Cada individuo renuncia únicamente a obrar según le parezca cuando su conducta sea contraria a la ley común, pues ello es necesario para preservar la paz y la seguridad de todos, pero nunca a razonar

De lo que se sigue para el filósofo una conclusión inevitable: se puede legislar sobre los actos pero no sobre los pensamientos, que son libres. En un Estado democrático donde todos nos sometemos a las mismas leyes, cada individuo renuncia únicamente a obrar según le parezca cuando su conducta sea contraria a la ley común, pues ello es necesario para preservar la paz y la seguridad de todos, pero nunca a razonar y juzgar por cuenta propia. Ahí hay un límite que los poderes públicos no pueden traspasar y, mal que le pese a Montero, nadie puede ser declarado fuera de la ley por lo que piensa. Con ello Spinoza no hacía otra cosa que recordar un viejo principio romano: Cogitationis poenam nemo patitur.

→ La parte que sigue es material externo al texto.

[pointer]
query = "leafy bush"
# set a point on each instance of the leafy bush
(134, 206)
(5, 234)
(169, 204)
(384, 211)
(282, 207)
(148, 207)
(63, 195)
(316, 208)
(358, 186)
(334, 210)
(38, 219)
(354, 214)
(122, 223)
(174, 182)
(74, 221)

En las circunstancias de su tiempo, el filósofo pensaba sobre todo en las disensiones religiosas cuando sostenía que el régimen más tiránico y violento es aquel que pretende regir sobre las mentes, pues no cabe mayor opresión e injuria por parte de un gobernante que ‘dictar a cada cual qué debe aceptar como verdadero o rechazar como falso’. Pero es difícil no ver el eco de las palabras de Spinoza en la novela 1984, la distopía con la que Orwell describe el totalitarismo llevado hasta sus últimas consecuencias. Como le explica O’Brien, el oficial a cargo de los interrogatorios, a Winston, no hay otra verdad que la que decida el Partido. Quien disiente de esa verdad oficial delinque, aunque sea de pensamiento. No en vano O’Brien forma parte de la ‘policía del pensamiento’, pues ‘a los ojos del Partido no hay distinción entre los pensamientos y los actos’.

Quebrantar el pensamiento

Hay un episodio crucial (cuidado: spoilers) en esa fantasía sobre el poder omnímodo que no resulta verosímil. Antes de ser detenido, Winston había escrito en su diario que ‘la libertad es poder decir que dos más dos son cuatro’. Pero la ambición de O’Brien no es que Winston diga otra cosa, sino que lo crea; por eso se emplea a fondo con la tortura hasta hacerle ver que dos más dos pueden ser cinco, o tres, incluso a veces cuatro, si así lo dice el Partido. Las largas sesiones de tortura no tienen como propósito obtener información sobre otros disidentes, ni hacerle confesar, sino destruir al prisionero por dentro, convirtiéndolo en ‘una cáscara vacía’. Para ello hay que romper sus lazos de afecto, haciendo que traicione a Julia, de quien está enamorado, pero sobre todo hace falta quebrantar su pensamiento del tal forma que llegue a creer que dos más dos son cinco, o cualquier cosa que se le mande. Sin embargo, el éxito de O’Brien en ese punto resulta dudoso por las razones expuestas por Spinoza. Con la tortura se puede conseguir que uno diga que dos más dos son cinco, o que finja que lo cree, hasta que se esfuerce por creerlo, pero no que lo juzgue verdadero por más sufrimiento que inflijan.

Con todo, el episodio de Orwell revela una cosa importante: que algo decisivo acerca de nuestra humanidad radica en esa capacidad de juzgar por cuenta propia, examinando lo que es verdadero y falso, bueno y malo. Vendría a ser el reducto último de nuestra autonomía personal, a falta del cual no seríamos más que pobres peleles como Winston al final de la novela. Según Spinoza, nada es más contrario a la naturaleza humana que tratar de violentar esa facultad de razonar libremente. De ahí que la importancia de la libertad de pensamiento no se agote en su contribución al florecimiento de una esfera pública democrática, pues de ella dependen nuestra independencia y dignidad como personas.